From: Rob Stradling <r...@sectigo.com>
Sent: 23 March 2023 18:33
To: Jeremy Rowley <rowl...@gmail.com>; Certificate Transparency Policy <ct-p...@chromium.org>; Rob Stradling <r...@sectigo.com>

[Seo Suchan]

How many of those certificates will fail to verify on chrome because not have enough valid SCTs?
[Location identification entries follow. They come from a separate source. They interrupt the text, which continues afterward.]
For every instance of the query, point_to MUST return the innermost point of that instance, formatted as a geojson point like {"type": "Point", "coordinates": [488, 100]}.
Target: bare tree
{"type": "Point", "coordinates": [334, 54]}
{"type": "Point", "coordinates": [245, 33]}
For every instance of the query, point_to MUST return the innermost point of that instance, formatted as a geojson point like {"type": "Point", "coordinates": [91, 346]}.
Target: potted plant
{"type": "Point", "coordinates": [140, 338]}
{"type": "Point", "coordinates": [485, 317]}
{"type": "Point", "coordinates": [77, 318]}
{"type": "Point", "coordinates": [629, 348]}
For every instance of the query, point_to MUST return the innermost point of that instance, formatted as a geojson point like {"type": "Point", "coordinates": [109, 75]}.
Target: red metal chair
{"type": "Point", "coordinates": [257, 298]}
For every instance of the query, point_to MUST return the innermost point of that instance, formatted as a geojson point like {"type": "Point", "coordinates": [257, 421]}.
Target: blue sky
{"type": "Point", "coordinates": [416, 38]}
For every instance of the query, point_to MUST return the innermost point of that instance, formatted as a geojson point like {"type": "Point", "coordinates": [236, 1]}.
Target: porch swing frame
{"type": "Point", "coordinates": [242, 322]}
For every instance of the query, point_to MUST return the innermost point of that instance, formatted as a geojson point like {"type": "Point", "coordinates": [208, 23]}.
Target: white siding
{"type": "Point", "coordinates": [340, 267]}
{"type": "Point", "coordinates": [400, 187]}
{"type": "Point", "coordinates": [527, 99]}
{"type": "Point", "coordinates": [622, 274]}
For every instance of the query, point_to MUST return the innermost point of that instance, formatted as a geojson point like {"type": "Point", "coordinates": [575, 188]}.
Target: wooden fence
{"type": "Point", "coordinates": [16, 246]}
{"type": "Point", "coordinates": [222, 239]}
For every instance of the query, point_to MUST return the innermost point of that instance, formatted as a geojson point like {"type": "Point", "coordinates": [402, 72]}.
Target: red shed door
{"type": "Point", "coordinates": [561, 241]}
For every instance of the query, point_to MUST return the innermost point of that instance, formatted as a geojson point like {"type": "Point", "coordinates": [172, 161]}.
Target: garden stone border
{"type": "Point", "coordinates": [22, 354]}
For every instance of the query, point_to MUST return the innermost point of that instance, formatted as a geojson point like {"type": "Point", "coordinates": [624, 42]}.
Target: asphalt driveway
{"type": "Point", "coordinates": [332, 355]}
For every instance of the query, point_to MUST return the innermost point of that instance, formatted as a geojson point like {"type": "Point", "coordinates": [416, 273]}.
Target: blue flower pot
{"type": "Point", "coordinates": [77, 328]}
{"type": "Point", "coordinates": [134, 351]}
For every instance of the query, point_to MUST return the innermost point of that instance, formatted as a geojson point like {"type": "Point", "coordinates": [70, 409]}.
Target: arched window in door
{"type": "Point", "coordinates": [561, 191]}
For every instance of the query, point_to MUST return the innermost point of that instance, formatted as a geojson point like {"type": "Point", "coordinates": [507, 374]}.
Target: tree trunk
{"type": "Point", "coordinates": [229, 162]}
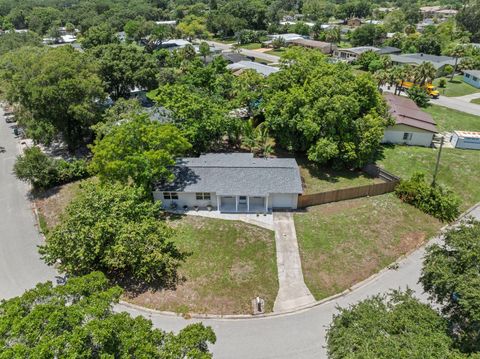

(they always able to use other protocol (OCSP and TLS) for SCT yet, so I don't think this is misinsurance or something

2023년 3월 24일 금요일 오후 8시 55분 27초 UTC+9에 Rob Stradling님이 작성:

[Rob Stradling]

> How many of those certificates will fail to verify on chrome because not have enough valid SCTs?

I haven't done that analysis, but I'd be surprised if it's less than all of them.

> (they always able to use other protocol (OCSP and TLS) for SCT yet, so I don't think this is misinsurance or something

Correct, it's not misissuance.  However, some of the affected certificates may need to be reissued anyway.  OCSP Stapling and the signed_certificate_timestamp TLS extension probably aren't available to all affected Subscribers.

BTW, for some more analysis on this incident, the SSLMate blog is worth a read: https://sslmate.com/blog/post/march_2023_ct_blunders

---

From: Seo Suchan <tjt...@gmail.com>
Sent: 24 March 2023 22:01

To: Certificate Transparency Policy <ct-p...@chromium.org>

Cc: Rob Stradling <r...@sectigo.com>; Joe DeBlasio <jdeb...@chromium.org>; Aaron Gable <aa...@letsencrypt.org>; Bineesh <bin...@gmail.com>; Nicolas Dufour <nrdu...@gmail.com>; Phil Porada <ppo...@letsencrypt.org>; Andrew Ayer <ag...@andrewayer.name>; Jeremy Rowley <rowl...@gmail.com>

[Jeremy Rowley]

It’s not all of them because some of the certs contain more than the minimum number of logs. Anything with extra scts in the certs works fine.